The present invention should not be limited to the embodiment previously discussed and shown in the figures, but may be implemented in various ways without departing from the spirit of the invention. For example, the primary winding 31 may be positioned inside the secondary winding 32.

Claims

1. A method for inspecting an ignition device for an internal combustion engine having a combustion chamber, the device including an ignition plug for discharging in the combustion chamber, an ignition coil for supplying a high voltage to the ignition plug, and a cylindrical ignition device housing for housing the ignition plug and the ignition coil, the ignition device further including a ground electrode that is fixed to the ignition device housing, and a portion of the ignition device housing functions as an outer peripheral core of the ignition coil, wherein the device is inspected by measuring a voltage generated in the ignition coil, comprising:

preparing a cylindrical inspection housing for an inspection of the ignition device;

inserting the ignition coil in the inspection housing; and

measuring the voltage generated in the ignition coil that is housed in the inspection housing, wherein

the inspection housing functions as a housing substituted for the ignition device housing and an outer peripheral core of the ignition coil during the inspection, and

the measuring is performed using the inspection housing that differs from the ignition device housing especially in that a ground electrode is not fixed to the inspection housing.

2. The method according to claim 1, wherein the inserting step further includes inserting the ignition plug in the inspection housing.

3. An inspection device for an ignition device for an internal combustion engine having a combustion chamber, the ignition device including an ignition plug for discharging in the combustion chamber, an ignition coil for supplying a high voltage to the ignition plug, and a cylindrical ignition device housing for housing the ignition plug and the ignition coil, the ignition device further including a ground electrode that is fixed to the ignition device housing, and a portion of the ignition device housing functions as an outer peripheral core of the ignition coil, comprising:

a cylindrical inspection housing that functions as a housing substituted for the ignition device housing and an outer peripheral core of the ignition coil during the inspection; and

a voltage measuring means for measuring a voltage generated in the ignition coil in a condition that the ignition coil is housed in the inspection housing.

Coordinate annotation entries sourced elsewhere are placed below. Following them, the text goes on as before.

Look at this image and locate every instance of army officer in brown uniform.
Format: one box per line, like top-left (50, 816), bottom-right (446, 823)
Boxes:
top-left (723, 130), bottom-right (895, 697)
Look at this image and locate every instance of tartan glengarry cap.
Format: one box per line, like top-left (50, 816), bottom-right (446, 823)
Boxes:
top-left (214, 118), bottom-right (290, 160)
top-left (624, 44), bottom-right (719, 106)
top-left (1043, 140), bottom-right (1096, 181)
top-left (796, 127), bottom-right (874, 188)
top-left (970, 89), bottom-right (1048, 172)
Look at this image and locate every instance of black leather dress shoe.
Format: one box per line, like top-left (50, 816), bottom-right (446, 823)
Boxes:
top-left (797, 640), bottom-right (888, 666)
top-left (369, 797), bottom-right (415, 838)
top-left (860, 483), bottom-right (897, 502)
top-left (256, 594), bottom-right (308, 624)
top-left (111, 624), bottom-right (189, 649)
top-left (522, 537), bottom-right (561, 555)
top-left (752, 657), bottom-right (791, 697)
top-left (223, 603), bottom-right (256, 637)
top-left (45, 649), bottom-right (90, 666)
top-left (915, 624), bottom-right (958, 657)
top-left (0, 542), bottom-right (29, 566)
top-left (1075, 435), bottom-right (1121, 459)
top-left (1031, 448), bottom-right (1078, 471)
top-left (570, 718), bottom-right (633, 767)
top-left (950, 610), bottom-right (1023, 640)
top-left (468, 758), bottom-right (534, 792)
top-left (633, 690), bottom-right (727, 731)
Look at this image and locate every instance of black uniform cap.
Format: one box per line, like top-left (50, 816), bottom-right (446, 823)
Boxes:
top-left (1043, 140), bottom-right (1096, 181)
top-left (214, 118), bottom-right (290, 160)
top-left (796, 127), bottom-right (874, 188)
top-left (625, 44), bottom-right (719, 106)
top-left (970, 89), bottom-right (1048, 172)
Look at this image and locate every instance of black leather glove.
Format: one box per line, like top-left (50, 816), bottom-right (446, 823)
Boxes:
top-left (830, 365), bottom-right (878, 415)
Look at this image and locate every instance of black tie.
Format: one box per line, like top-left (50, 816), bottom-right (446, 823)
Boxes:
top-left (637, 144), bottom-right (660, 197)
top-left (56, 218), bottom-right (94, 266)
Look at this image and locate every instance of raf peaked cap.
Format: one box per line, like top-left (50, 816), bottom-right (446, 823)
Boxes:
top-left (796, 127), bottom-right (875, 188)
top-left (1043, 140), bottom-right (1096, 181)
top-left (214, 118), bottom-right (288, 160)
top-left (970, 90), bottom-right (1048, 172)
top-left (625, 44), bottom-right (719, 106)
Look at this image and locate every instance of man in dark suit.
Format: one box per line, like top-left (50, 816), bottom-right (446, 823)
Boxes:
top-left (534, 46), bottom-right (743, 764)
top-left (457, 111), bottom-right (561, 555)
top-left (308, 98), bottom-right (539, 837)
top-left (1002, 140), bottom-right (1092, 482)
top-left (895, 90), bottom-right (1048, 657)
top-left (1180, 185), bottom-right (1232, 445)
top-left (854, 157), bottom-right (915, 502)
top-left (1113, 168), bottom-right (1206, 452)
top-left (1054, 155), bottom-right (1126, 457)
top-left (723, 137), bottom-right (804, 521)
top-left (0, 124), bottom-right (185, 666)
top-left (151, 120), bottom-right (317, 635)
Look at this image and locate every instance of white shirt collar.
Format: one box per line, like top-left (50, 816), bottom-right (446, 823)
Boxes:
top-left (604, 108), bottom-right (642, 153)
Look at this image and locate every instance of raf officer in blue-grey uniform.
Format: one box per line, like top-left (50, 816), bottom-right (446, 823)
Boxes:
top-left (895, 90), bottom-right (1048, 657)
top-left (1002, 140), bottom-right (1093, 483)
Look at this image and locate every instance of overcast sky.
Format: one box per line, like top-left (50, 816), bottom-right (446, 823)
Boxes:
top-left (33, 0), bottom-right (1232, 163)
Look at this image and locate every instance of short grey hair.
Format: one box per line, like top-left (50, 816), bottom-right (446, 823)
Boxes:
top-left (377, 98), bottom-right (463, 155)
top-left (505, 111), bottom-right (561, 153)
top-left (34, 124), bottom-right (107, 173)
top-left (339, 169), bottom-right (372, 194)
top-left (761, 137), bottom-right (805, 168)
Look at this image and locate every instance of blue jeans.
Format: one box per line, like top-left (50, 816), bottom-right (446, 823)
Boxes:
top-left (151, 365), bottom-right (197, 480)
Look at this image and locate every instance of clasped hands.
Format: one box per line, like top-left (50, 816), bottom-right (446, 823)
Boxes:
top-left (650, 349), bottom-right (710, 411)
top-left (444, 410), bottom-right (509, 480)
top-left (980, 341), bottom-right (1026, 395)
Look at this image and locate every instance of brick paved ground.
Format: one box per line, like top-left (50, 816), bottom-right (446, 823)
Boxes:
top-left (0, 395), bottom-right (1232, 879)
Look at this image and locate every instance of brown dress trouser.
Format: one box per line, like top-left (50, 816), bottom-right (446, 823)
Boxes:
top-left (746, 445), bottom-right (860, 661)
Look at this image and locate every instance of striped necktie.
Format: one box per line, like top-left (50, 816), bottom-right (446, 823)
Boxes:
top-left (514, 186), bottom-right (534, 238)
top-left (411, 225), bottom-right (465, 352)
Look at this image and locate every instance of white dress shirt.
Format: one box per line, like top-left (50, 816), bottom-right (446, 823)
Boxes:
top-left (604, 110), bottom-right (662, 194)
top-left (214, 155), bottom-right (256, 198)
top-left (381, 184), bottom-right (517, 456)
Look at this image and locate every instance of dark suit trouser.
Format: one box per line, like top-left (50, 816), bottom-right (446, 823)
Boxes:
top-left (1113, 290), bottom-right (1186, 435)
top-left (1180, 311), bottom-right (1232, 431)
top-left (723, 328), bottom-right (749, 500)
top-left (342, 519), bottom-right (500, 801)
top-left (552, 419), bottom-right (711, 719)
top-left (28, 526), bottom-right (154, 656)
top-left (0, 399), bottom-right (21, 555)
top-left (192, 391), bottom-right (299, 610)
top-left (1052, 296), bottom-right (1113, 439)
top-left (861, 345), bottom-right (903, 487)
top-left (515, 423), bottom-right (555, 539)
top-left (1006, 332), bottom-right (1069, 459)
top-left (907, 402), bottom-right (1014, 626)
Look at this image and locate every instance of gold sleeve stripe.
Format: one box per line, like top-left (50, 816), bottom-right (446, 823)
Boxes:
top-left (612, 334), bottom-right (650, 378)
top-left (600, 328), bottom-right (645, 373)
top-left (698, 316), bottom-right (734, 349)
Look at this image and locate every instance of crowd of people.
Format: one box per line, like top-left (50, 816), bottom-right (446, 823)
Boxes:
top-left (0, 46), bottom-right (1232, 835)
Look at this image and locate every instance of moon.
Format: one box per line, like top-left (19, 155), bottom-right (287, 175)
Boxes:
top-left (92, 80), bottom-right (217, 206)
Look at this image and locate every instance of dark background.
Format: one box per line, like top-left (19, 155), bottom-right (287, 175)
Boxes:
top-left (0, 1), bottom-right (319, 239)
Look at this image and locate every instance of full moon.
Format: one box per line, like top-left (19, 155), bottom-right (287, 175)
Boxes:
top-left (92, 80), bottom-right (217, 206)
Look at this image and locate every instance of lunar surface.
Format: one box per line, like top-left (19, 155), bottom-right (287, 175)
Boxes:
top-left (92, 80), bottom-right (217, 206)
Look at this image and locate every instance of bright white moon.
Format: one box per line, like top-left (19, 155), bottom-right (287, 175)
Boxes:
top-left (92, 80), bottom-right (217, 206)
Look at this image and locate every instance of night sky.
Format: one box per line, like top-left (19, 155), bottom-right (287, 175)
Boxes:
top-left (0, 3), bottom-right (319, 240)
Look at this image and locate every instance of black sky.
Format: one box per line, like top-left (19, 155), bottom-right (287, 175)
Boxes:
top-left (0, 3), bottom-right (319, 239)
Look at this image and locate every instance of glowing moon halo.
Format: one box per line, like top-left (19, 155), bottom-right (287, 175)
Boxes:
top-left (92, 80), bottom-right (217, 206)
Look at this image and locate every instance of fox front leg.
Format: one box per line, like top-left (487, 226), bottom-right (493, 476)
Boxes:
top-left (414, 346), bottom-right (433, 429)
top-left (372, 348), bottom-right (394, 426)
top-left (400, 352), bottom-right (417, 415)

4. The inspection device according to claim 3, wherein the inspection housing is sized so that a distance is provided between an end thereof adjacent to a tip of the ignition plug and the tip of the ignition plug for preventing a discharge to occur between the inspection housing and the ignition plug even when the voltage generated in the ignition coil is applied to the ignition plug at a maximum level.

5. The inspection device according to claim 4, wherein the distance is decided based on atmospheric pressure and temperature at which the voltage generated in the ignition coil is measured.

6. The inspection device according to claim 3, wherein the inspection housing is formed from the same material and in the same shape as a portion of the ignition device housing that functions as an outer peripheral core of the ignition coil.

7. A method for inspecting an ignition device for an internal combustion engine having a combustion chamber, the device including an ignition plug for discharging in the combustion chamber, an ignition coil for supplying a high voltage to the ignition plug, and a cylindrical substitute/inspection housing for housing the ignition plug and the ignition coil, and a portion of the substitute housing functions as an outer peripheral core of the ignition coil, wherein the device is inspected by measuring a voltage generated in the ignition coil, comprising:

maintaining the substitute housing ungrounded;

providing electrical isolation between the ignition plug and the substitute housing by maintaining a distance between a tip of the ignition plug and a housing end adjacent to the tip for preventing an electrical discharge; and

measuring the voltage generated in the ignition coil housed in the substitute housing.